In 1980, Little was again the primary quarterback at the beginning of the season, but again would be injured by the end. The season started well as he set the school record for most passing yards in a game, with 306, versus Rice and reeled off five straight wins, including one over #12 Oklahoma to climb to #2 in the rankings. But then Texas suffered back-to-back losses to unranked teams, first at home to SMU and then on the road to Texas Tech. Little was benched in each of those games in favor of backup Rick McIvor who nearly rallied Texas to a comeback in the Texas Tech game. As a result, McIvor won the starting job for the Houston game. Texas won that game, but McIvor was injured, giving the starting job back to Little. He had a standout game against TCU, completing 12 passes in a row in one span and winding up with 334 yards in total offense and two touchdowns in a 51–26 blowout, but then threw for only 7 yards with 2 interception in a 16–0 loss to Baylor and he was again benched. The following week against Texas A&M, Little got the Longhorns to an early lead, but left the game with an injury that, for the third year in a row, ended his season before the bowl game. The Texas A&M game would be his last as a Texas quarterback and the last time he'd throw the ball in college.

In the spring of 1981, Little moved to wide receiver because he knew that "his future as a pro, if any, wasn't at quarterback and he wanted to showcase his talents elsewhere." He was the Longhorn's leading receiver that season and second best punt returner, finishing 3rd best in total offense. In his first game against Rice, he caught a career long 65-yard touchdown pass. He caught a game winning 45-yard touchdown pass in the 4th quarter against #14 Miami and scored the team's only touchdown in a loss to Arkansas. His best game as a receiver came against #3 Alabama in the Cotton Bowl – the only bowl game he was ever healthy enough to play in. He produced 105 yards of total offense with more receiving yards than all the other Texas receivers combined and tied the Cotton Bowl record for most receptions.

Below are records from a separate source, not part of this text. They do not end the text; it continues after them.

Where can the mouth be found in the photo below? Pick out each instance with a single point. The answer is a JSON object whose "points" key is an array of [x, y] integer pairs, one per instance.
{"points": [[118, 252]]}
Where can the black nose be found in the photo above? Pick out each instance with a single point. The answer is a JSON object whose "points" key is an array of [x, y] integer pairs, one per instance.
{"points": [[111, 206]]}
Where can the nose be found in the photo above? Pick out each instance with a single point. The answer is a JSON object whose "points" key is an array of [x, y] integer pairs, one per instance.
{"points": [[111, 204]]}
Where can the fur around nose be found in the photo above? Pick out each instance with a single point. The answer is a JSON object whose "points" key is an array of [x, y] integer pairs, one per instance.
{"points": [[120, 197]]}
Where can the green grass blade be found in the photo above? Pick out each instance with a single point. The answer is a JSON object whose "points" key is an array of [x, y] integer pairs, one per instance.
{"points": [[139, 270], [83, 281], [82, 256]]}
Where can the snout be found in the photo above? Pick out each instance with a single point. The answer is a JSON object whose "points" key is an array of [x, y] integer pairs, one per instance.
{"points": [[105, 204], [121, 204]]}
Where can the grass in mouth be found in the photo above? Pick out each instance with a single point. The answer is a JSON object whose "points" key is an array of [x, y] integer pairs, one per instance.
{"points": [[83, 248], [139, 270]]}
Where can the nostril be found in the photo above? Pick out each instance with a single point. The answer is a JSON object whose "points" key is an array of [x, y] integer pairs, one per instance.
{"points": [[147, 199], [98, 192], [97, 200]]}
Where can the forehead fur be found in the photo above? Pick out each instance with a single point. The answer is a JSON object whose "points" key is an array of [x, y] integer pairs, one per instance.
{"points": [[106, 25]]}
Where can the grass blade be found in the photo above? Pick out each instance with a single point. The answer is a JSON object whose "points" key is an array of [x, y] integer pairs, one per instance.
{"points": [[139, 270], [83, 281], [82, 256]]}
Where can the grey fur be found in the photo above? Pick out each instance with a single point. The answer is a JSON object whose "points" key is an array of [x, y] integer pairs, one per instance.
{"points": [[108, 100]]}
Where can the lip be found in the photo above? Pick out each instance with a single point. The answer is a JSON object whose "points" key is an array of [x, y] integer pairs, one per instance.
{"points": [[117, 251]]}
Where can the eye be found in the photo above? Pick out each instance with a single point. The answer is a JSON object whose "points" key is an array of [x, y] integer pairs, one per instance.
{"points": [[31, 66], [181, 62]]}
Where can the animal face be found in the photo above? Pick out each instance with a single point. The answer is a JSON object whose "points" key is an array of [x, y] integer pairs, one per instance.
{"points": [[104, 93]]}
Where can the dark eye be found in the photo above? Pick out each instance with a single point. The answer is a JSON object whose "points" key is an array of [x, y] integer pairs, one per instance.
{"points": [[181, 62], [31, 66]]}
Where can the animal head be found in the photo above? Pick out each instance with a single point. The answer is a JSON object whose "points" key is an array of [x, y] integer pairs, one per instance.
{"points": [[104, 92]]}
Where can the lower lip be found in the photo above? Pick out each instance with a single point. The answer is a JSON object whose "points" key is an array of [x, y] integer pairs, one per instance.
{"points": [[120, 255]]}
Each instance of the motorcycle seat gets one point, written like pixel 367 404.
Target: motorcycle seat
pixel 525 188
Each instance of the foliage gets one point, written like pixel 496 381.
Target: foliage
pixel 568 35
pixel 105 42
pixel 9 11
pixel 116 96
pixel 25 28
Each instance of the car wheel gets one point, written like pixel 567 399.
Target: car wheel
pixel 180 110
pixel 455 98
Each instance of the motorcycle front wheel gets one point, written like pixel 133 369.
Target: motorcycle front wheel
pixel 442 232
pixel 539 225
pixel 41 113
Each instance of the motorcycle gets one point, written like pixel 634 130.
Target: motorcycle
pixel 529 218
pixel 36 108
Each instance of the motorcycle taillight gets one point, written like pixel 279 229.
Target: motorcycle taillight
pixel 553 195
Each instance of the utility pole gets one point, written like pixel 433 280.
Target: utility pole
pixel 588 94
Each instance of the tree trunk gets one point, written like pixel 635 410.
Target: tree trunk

Over his career, he played in 29 games and led the team in total offenses in 1979 and 1980. He passed for 2,067 yards, had 338 yards receiving and rushed for 1,334 in his career at UT. His record as a starting quarterback was 15-5 and he is listed as one of the All-Time Top 10 Longhorn Quarterbacks by 247 Sports in 2013.

===Records===
- UT – Passing yards, game (306), surpassed by Todd Dodge in 1985
- UT – Total offense, game (392), surpassed by Major Applewhite in 1998
- UT – Most 300 yard total offense games, season (2), tied by James Brown in 1994, 1995, 1996 and 1997, tied by Ricky Williams in 1998, surpassed by Major Applewhite in 1999
- UT – Most 300 yard total offense games, career (2), tied by Bret Stafford in 1987, surpassed by Brown in 1995
- UT – Lowest percentage of passes intercepted (minimum 300 passes), career (5.6%), surpassed by Bret Stafford in 1987
- Cotton Bowl – Receptions, game (5), tied Tom Gatewood, surpassed by Gerard Phelan in 1985

==After college==
Surprising many, Little was not selected in the NFL draft, Little was signed as a free agent by the Atlanta Falcons, but cut before the season started. Little then played for the CFL's Ottawa Rough Riders where he was a wide receiver, quarterback, punt returner and kickoff returner. He played with former Oklahoma quarterback and future congressman J.C. Watts. "There was a time that Donnie Little was probably the best athlete we had on the team," said Gordon Bunke, Ottawa's director of communications. But during his second season in 1983, he suffered a severe knee injury that tore both ligaments, ending his career.

In 1986, he tried to start a career playing pro baseball. That year, he played semi-pro baseball for the Austin Collegiates while finishing his degree in communications. Little ended his professional sports career and took a job with the University of Texas, where he spent 24 years as a fundraiser for the Longhorn Foundation. He is now an athletic director in Tyler, TX.

==Awards==
He was inducted into the Texas High School Football Hall of Fame in May 2013.